Because Galvan Jr. would often rob a bank at one of end of Canada and quickly board a plane to be home the same evening, he became known as the “The Flying Bandit.”

“This guy literally racked up 160,000 Aeroplan miles and used those points to fly himself first class around Canada, robbing banks in pretty much every province. It’s just a wild story,” the Bandit director explains.

It was the COVID-19 pandemic, however, with its requirement that Hollywood actors quarantine for 14 days before stepping onto a Canadian film set, that made luring American talent across the border to work on Bandit impractical.

“It’s a really hard sell to convince actors to come to Canada during a time when they’d be spending more time quarantining in a hotel room than actually working on set,” Ungar recalls. So the producers on Bandit, Goldrush Entertainment, shifted production to Georgia, where the local film tax credit was itself a draw, along with welcoming locals.

Except for wary bank workers, it turns out. “Nothing is more awkward than walking into a bank on a location scout and having the managers listen to you talking about all the ways you could rob that bank,” Ungar recounts.
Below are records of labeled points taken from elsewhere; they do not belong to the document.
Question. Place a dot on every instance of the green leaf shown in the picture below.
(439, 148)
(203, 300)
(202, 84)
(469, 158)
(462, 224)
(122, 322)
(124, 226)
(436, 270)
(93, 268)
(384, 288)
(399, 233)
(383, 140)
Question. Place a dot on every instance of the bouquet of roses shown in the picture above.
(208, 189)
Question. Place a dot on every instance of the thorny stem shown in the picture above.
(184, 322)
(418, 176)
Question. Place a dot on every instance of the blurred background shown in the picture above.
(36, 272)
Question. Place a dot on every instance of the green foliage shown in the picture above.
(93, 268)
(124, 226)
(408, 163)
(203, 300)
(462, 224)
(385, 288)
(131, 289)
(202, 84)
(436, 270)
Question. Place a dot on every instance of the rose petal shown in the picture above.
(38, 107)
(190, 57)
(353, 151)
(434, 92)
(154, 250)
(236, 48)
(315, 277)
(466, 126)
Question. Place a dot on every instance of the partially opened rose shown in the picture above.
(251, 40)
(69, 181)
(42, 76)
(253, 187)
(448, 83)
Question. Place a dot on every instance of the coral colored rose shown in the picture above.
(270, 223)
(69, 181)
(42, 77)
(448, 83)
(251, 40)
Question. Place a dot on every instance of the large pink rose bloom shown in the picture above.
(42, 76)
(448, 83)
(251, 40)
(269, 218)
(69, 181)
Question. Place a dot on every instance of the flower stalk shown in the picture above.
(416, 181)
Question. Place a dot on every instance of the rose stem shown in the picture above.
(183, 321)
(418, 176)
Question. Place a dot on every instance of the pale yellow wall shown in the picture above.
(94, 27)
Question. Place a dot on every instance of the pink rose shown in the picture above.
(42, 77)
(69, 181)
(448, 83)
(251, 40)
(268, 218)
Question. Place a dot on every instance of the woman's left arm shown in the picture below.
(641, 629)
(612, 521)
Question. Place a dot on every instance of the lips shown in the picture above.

To allow Duhamel to play Canada’s John Dillinger, the movie’s producers relied on banks in the Peach State that had been shut down, or built bank teller wickets and safe deposit box areas in a film studio. And for exteriors, Ungar embraced tight camera shots and computer generated removal of modern-day buildings to get a Canadian look in rural Georgia.

“Ultimately, it came down to know exactly what we needed in each scene and saying, ‘If this is going to be a street corner, we need the Canadian mailbox, a couple Canadian flags and some really polite extras saying sorry a lot,’” the director jokes about the American stereotype that Canadians are especially apologetic to avoid conflict.

That and classic Southern hospitality allowed Georgia to double as Canadian city centers in Bandit. “It’s Canada with a Southern drawl,” Ungar adds.

Bandit is also getting a simultaneous on-demand release via Quiver Distribution on Friday.